Transfection assays with the above-mentioned construction vectors were performed. Culture cells were treated with 1μΜ ATRA or DMSO and collected after 24 and 48h. All haplotypic variants exhibited higher PTGDR expression after ATRA-treatment at 24h compared with control cells (P<0.001) (Fig 2).

Fig 2. Quantitative real-time PCR analysis of PTGDR gene expression after ATRA or DMSO treatment.

Fig 2

A549 cells transfected with pCTCT-PTGDR, pCCCC-PTGDR, pCCCT-PTGDR or pTCCT-PTGDR expression vectors. and with carrier DNA (control condition) were treated with 1μM ATRA or DMSO and collected after 24 followed by qPCR analysis as above mentioned. *** P<0.001 for transfected cells treated with ATRA versus DMSO at 24 (Wilcoxon test).* P<0.05 for the CTCT-PTGDR transfected cells versus CCCT- and TCCT-PTGDR transfected cells (ANOVA test).

We analyzed the differences on the expression of PTGDR among genotypic variants.
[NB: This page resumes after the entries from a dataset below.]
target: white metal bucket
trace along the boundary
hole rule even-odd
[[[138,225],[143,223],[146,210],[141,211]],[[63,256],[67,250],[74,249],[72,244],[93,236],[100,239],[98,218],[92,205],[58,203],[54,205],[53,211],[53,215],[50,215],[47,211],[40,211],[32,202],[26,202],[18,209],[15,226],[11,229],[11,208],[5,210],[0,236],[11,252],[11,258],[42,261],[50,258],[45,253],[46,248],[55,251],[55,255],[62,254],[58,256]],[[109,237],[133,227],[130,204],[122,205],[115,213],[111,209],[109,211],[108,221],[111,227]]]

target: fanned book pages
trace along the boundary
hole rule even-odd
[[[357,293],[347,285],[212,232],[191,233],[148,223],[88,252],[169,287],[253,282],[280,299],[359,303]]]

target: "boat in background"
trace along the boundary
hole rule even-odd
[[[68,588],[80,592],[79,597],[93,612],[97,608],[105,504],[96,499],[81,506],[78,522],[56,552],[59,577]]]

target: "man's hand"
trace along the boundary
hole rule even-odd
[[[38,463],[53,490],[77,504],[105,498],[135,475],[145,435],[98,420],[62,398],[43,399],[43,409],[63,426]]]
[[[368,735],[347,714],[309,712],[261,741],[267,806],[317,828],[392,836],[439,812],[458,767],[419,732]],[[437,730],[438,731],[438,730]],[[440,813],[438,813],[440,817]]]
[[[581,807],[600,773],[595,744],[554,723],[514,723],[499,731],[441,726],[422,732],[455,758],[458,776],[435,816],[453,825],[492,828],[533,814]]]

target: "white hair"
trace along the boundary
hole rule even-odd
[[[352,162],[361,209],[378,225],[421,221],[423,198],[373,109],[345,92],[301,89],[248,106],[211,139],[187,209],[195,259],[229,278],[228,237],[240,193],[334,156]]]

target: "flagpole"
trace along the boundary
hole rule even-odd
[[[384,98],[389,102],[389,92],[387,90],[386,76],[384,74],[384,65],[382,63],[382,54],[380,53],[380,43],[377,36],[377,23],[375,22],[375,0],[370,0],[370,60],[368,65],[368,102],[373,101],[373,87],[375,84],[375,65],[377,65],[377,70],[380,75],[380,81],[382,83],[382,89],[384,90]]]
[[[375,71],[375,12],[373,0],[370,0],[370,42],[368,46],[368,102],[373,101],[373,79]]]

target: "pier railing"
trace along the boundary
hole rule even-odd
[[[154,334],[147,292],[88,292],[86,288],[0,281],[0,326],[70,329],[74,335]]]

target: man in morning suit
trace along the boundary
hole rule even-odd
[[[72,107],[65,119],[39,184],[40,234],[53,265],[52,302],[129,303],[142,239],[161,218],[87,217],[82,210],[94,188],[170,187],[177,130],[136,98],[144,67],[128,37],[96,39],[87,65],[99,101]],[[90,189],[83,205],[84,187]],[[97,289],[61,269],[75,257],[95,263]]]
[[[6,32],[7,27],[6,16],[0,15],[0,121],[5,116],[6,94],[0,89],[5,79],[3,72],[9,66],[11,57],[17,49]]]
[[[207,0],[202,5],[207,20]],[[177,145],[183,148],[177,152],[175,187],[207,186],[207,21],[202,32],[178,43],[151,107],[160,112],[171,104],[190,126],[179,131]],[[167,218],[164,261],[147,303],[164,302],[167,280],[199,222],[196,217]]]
Considering control cells = 1, we found: CTCT: 6.34±0.90; CCCC: 5.42±1.22; CCCT: 3.07±1.36; TCCT: 3.10±0.85 (P<0.05 for the CTCT vs. CCCT and TCCT) (Fig 2).

ATRA stimulation promoted binding of RARα and RARβ to the PTGDR promoter

To interrogate whether RARs directly bound to RARE elements in ATRA-stimulated KU812 cells, a ChIP assay was carried out. The expression of RARs (α, β, γ) and RXRs (α, β, γ) on KU812 cells was analyzed, detecting only expression of RARα and RARβ mRNA (S3 Fig). Accordingly, ChIP assays were performed with RAR-antibodies.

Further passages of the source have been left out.